Artificial intelligence is beginning to influence how consumers discover products online. Many people now ask AI tools questions such as “What are the best running shoes?” or “Which laptop should I buy?” before they even visit a search engines or retail sites.

For marketers, this raises an important question. If AI tools are shaping early product discovery, where are those recommendations coming from?

Early research suggests these AI responses may rely on existing ecommerce data sources. A recent Semrush analysis of ChatGPT recommendations found evidence that ChatGPT performs encoded queries to Google Shopping while generating product recommendation lists. The study observed that the products suggested by ChatGPT frequently matched items ranked highly in Google Shopping results. Around 75% of recommendations corresponded with products appearing within the top three positions.

This does not mean that AI systems always depend on Google Shopping. However, the research highlights an important possibility; some AI-generated product recommendations may draw from structured commerce data that already powers traditional search and retail platforms.


Why structured product data may influence AI answers

Large language models are designed to generate and interpret text. They are less suited to maintaining accurate information about stock levels, pricing or retailer availability.

Commerce platforms solve this problem with structured product data. Product feeds and shopping databases contain standardised attributes such as price, availability, retailer and reviews. This type of structured information can help AI systems provide recommendations that are practical and current.

In practice, conversational AI may combine two sources of information. It uses the open web to understand a topic and structured commerce data to identify relevant products.

For marketers, this suggests that product visibility across shopping ecosystems could influence how brands appear in AI-generated responses.


AI discovery and the changing purchase journey

AI tools are increasingly part of the research phase of online shopping. Instead of scanning multiple search results pages, users may begin with a shortlist suggested by an AI assistant.

This shift means some of the early evaluation work is done before users reach traditional search results or ecommerce category pages. In practice, AI tools summarise information from multiple sources and present a small number of options for further explanation.

Early data suggests this traffic can be highly engaged. Analysis of retail behaviour using Adobe Analytics found that visitors arriving from AI search tools often spend longer on site and view more pages than typical search visitors, according to reporting on Adobe Analytics data showing AI search traffic engagement.

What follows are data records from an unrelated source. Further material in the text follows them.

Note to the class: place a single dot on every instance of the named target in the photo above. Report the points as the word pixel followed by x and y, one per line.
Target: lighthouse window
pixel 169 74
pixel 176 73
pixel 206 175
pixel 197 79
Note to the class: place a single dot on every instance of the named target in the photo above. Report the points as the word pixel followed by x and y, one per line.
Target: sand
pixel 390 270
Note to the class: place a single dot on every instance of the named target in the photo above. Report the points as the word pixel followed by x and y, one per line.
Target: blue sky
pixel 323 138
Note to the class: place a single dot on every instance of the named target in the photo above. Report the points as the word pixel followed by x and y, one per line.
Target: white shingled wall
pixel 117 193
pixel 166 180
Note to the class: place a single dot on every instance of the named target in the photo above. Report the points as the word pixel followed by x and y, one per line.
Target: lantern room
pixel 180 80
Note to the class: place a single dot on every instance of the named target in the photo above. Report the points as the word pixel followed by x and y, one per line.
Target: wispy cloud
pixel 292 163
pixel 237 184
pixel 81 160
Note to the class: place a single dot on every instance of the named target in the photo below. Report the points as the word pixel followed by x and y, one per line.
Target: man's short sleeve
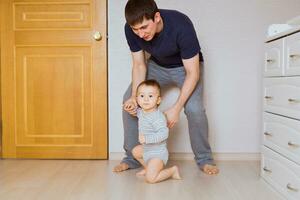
pixel 131 39
pixel 187 41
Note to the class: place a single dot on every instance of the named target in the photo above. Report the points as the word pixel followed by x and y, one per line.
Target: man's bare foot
pixel 176 174
pixel 141 173
pixel 121 167
pixel 210 169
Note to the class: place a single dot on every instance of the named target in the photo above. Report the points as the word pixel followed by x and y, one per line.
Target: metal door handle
pixel 290 187
pixel 267 170
pixel 97 36
pixel 267 134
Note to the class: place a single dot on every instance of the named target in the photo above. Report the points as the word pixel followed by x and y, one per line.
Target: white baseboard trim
pixel 190 156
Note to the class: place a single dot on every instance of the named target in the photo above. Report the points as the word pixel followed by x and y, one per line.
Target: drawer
pixel 281 173
pixel 274 58
pixel 283 135
pixel 282 96
pixel 292 55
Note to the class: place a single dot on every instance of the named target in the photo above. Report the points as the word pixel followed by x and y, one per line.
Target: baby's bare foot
pixel 210 169
pixel 141 173
pixel 176 174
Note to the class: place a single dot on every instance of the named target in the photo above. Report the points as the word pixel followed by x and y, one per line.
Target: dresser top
pixel 284 33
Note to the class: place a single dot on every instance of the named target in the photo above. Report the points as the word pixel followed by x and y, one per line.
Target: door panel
pixel 54 79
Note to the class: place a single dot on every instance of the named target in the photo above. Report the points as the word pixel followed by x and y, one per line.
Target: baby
pixel 153 133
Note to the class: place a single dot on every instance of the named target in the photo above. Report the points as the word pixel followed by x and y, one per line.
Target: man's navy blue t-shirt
pixel 177 40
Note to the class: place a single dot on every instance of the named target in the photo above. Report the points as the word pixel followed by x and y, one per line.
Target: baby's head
pixel 148 95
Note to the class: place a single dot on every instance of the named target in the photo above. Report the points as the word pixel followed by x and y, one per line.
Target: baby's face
pixel 148 98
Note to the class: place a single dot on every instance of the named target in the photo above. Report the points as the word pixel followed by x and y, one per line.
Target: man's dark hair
pixel 150 82
pixel 137 10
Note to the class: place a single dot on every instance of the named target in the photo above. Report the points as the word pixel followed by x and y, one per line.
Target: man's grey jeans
pixel 194 110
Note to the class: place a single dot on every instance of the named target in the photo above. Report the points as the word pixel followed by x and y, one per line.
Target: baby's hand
pixel 142 138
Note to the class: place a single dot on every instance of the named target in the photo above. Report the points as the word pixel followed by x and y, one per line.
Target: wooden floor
pixel 88 180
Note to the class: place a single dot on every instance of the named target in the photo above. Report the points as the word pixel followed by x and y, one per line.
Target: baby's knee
pixel 137 151
pixel 150 178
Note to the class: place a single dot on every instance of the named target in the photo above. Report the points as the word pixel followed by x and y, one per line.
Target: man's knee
pixel 127 94
pixel 194 109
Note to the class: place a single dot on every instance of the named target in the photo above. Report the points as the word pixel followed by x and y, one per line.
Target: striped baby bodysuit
pixel 154 127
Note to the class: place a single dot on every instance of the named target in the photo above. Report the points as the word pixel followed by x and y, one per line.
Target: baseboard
pixel 190 156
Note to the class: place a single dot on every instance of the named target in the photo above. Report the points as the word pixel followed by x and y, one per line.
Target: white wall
pixel 231 34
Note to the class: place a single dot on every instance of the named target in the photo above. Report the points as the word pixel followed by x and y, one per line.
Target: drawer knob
pixel 293 144
pixel 268 97
pixel 267 170
pixel 267 134
pixel 290 187
pixel 294 100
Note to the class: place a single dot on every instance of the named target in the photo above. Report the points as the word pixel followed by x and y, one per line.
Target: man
pixel 169 37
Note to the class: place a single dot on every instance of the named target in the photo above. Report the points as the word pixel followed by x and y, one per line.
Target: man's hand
pixel 142 138
pixel 130 106
pixel 172 115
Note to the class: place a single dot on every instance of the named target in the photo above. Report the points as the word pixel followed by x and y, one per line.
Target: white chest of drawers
pixel 280 164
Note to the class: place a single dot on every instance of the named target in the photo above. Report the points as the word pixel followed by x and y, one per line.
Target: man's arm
pixel 192 68
pixel 139 70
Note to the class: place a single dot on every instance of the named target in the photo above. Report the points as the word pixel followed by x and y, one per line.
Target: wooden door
pixel 54 79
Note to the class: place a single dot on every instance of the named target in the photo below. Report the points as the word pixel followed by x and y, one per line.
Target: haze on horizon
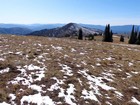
pixel 100 12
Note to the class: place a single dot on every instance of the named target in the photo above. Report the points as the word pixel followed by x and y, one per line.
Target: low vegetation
pixel 54 71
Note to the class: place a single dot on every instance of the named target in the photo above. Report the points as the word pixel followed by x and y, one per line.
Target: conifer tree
pixel 108 35
pixel 138 39
pixel 80 36
pixel 122 38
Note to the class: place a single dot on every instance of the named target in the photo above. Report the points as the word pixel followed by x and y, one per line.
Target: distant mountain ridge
pixel 70 29
pixel 36 27
pixel 15 30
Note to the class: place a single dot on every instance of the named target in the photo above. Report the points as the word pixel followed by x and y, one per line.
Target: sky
pixel 98 12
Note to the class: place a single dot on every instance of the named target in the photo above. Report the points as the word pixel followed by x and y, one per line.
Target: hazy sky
pixel 101 12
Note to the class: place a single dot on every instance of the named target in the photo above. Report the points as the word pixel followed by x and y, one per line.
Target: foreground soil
pixel 52 71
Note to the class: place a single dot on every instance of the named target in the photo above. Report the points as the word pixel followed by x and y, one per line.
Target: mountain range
pixel 15 30
pixel 70 29
pixel 25 29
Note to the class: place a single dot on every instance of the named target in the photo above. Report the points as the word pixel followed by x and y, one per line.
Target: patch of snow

This suggests that AI assistants may complement existing search behaviour rather than replace it. Users may begin with an AI-generated shortlist and then continue their research across search engines, review sites and ecommerce platforms.

For ecommerce brands, the implication is that discovery can now occur across several connected environments. These include search engines, marketplaces, retail media platforms and increasingly AI interfaces.


Implications for paid media and retail media strategy

These developments are taking place alongside broader changes in digital advertising. UK digital advertising expenditure is expected to approach £45 billion by 2026, with strong growth coming from retail media and data-driven advertising formats, according to the IAB UK digital ad spend forecast for 2026.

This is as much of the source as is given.